Hearing that I was even more afraid of losing both my parents. Where I'm getting older and mom and dad are getting older.
“Mah, our house is small. What do people do? Anyway if only cooking I usually help Angga. Mamah don't worry.”
“See, your sister smiles herself hear her sister is pregnant.” I chuckled as Mamah told my sister.
I know best how Ica really wants to have a sister but dear God has not given fortune.

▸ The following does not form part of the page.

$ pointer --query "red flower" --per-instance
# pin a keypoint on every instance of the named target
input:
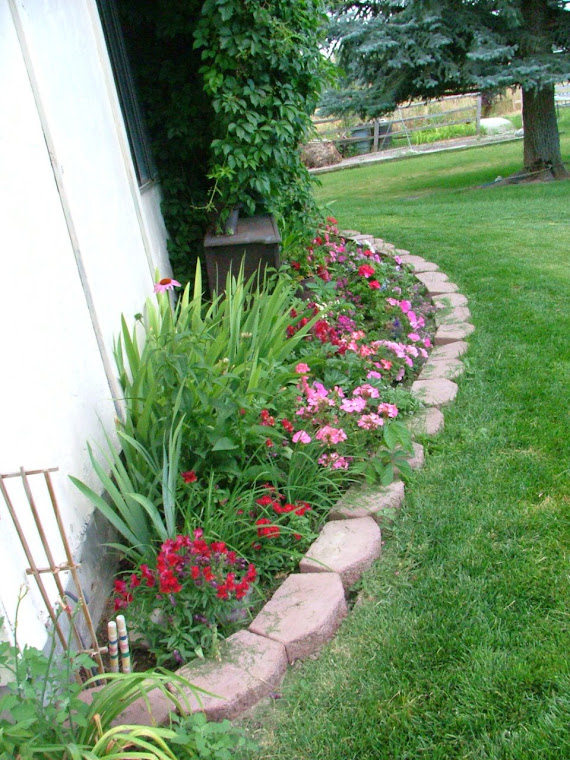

“Yes, you rest. Don't overwork the weight. Reduce washing that shirt. If you need to buy a washing machine just let it be safe.”
“Iya, Mah.” I just agree because buying a washing machine also feels useless. I'm afraid my pretty clothes have to be broken by the washing machine.
In addition we also have to think about finances to build a terrace and fence of the house.
The call was decided. I got back Angga's hug as he called my mother-in-law. This happy news really makes me feel good. At least my fear of barrenness is not true. Although there was a sense of uneasiness before when I did not get pregnant.
There are so many of my friends out there who are two months and three months pregnant. And now it's my turn. God, thanks. I've trusted you and this can be a joy for you before you have surgery.
Shortly after, my father replied to the message I sent.
“Thank God. Thank goodness, son, you are pregnant. I heard from your mom earlier too. Remember to eat nutritious food. Frequently see a doctor to control. Don't be fond of money for that kid well?” I smiled reading a reply from my father.
My prayers all this time wanted to get pregnant so that my father could have the passion for surgery. I know my dad's been putting off surgery for years for fear of complications.
In addition to heart and high blood pressure, the father also has diabetes at this time. It is sad to hear that my father often gets ulcers that have been healed for months. Falling down a little sometimes it's hard to get back to health.
As a child everyone would be very sad to see disease after disease approaching his father. Thus with me. My greatest hope is that my father and mother live a long life in good health. Even though I finally have to go, I want them to go well, not suffer pain for so long until they finally give up.
During college I always asked for my father's surgery until I finally married my father never did the surgery.
One month of pregnancy is all right. I called back mama.
“Mah, I'm out of control to the doctor. All good kok.” Mamah gave thanks and I heard that mamah was delivering to dad.
Even though my own heart was a little agitated when I heard the doctor's words that I think made me shocked at the moment.
“This is the bag does not exist? Well, let's check it out for a second. Yes, this does not exist. Can this possibility is pregnant outside the womb.” A statement I never expected now I heard from the doctor. My chest felt like limp stopped my heart beating right then and there.
I felt Angga holding my hand. He seemed much calmer than me. While I who think about many things already find it very difficult to calm down.